Volume 2021 |Article ID 9939232 | https://doi.org/10.1155/2021/9939232

Youngjun Moon, Intae Ryoo, Seokhoon Kim, "Face Antispoofing Method Using Color Texture Segmentation on FPGA", Security and Communication Networks, vol. 2021, Article ID 9939232, 11 pages, 2021. https://doi.org/10.1155/2021/9939232

Face Antispoofing Method Using Color Texture Segmentation on FPGA

Academic Editor: Beijing Chen
Received04 Mar 2021
Revised05 Apr 2021
Accepted29 Apr 2021
Published10 May 2021

Abstract

User authentication for accurate biometric systems is becoming necessary in modern real-world applications. Authentication systems based on biometric identifiers such as faces and fingerprints are being applied in a variety of fields in preference over existing password input methods. Face imaging is the most widely used biometric identifier because the registration and authentication process is noncontact and concise. However, it is comparatively easy to acquire face images using SNS, etc., and there is a problem of forgery via photos and videos. To solve this problem, much research on face spoofing detection has been conducted. In this paper, we propose a method for face spoofing detection based on convolution neural networks using the color and texture information of face images. The color-texture information combined with luminance and color difference channels is analyzed using a local binary pattern descriptor. Color-texture information is analyzed using the Cb, S, and V bands in the color spaces. The CASIA-FASD dataset was used to verify the proposed scheme. The proposed scheme showed better performance than state-of-the-art methods developed in previous studies. Considering the AI FPGA board, the performance of existing methods was evaluated and compared with the method proposed herein. Based on these results, it was confirmed that the proposed method can be effectively implemented in edge environments.

1. Introduction

Recently, authentication systems based on biometric information have been applied to various mobile devices such as smartphones, and many users perform identity authentication using facial or fingerprint information instead of the existing password input methods. In addition, biometric authentication is being applied to bank transactions and mobile payment applications. As a result, researchers are greatly interested in developing high-performance authentication systems.

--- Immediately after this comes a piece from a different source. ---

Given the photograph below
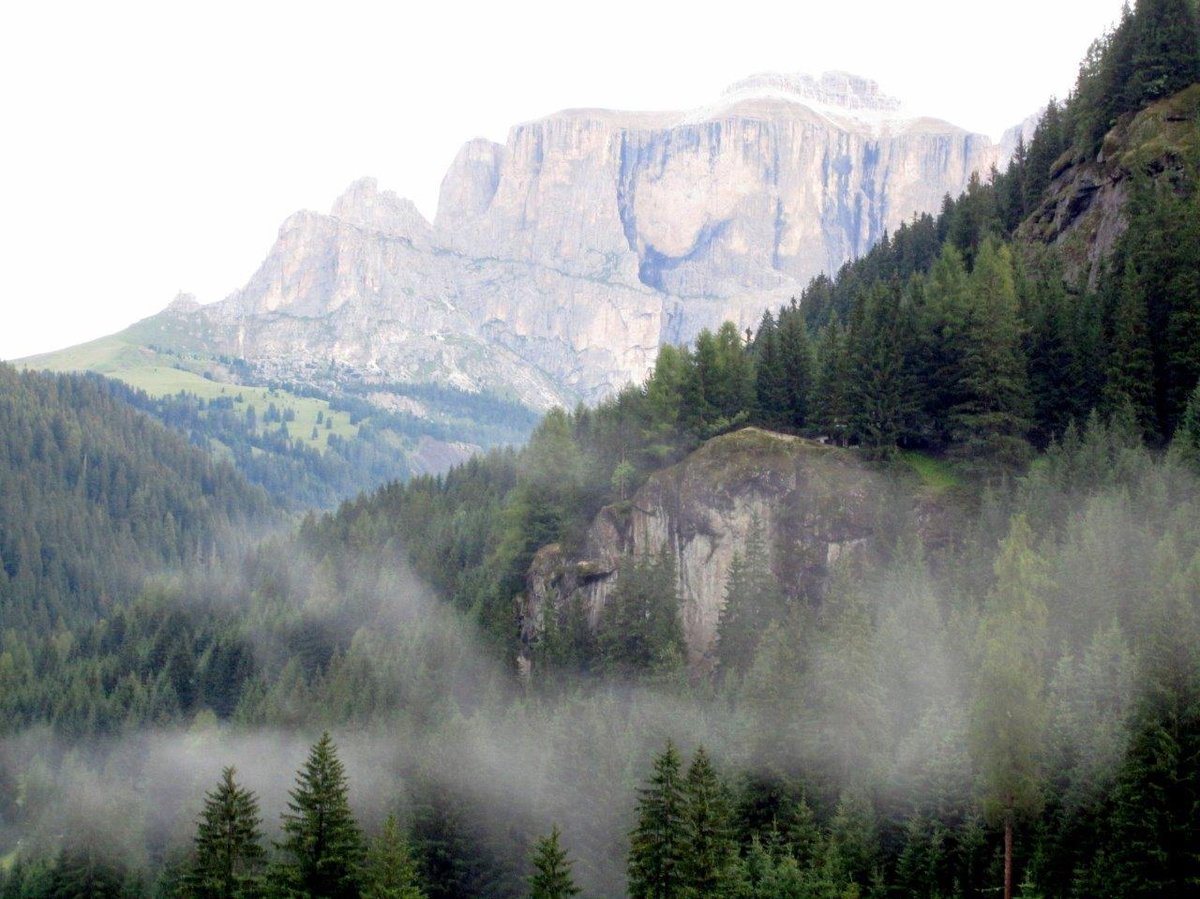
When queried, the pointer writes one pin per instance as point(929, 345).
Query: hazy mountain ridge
point(559, 262)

Among user biometric information, face images are the most widely used biometric identifier because the associated registration and authentication processes are noncontact and concise. However, face images are very easy to acquire using social networks, etc., and are vulnerable against various spoofing techniques, including printed photos and video replay. To solve this problem, research utilizing software solutions have become popular, rather than antispoofing hardware solutions using additional sensors. These software approaches can be classified into motion-based methods and texture-based methods [1].

The motion-based counterfeit face detection method measures eye/head movement, eye blinking, and changes in facial expression [2, 3]. In the case of counterfeit face detection methods utilizing eyes, note that a still face such as in a photograph does not exhibit eye blinking or pupil movement, as opposed to real human faces which exhibit relatively large amounts of movement over time. This method is very simple and fast. However, this method classifies a spoofing face using only eye movement and thus cannot defend against simple attack variations that focus on and accurately emulate the eye area based on a photo.

The texture-based spoofing face detection method mainly uses lighting characteristics that appear differently between 2D plane and 3D stereoscopic objects or uses a fine texture difference between the spoofing face data and live face data through an external medium such as printing [48]. This method mainly uses a local image descriptor such as an LBP (local binary pattern) [9] to express differences in the texture characteristics between live and spoofing face images. Such texture-based methods have been actively researched due to the advantages of easy implementation and short detection times; however, these methods have difficulty classifying liveness faces in nonuniform images or images with large amounts of noise. Recently, researchers have been working on the detection of spoofing faces using convolutional neural networks (CNNs) [10, 11]. Since this method can effectively derive features through learning, its performance is improved over existing texture-based detection methods.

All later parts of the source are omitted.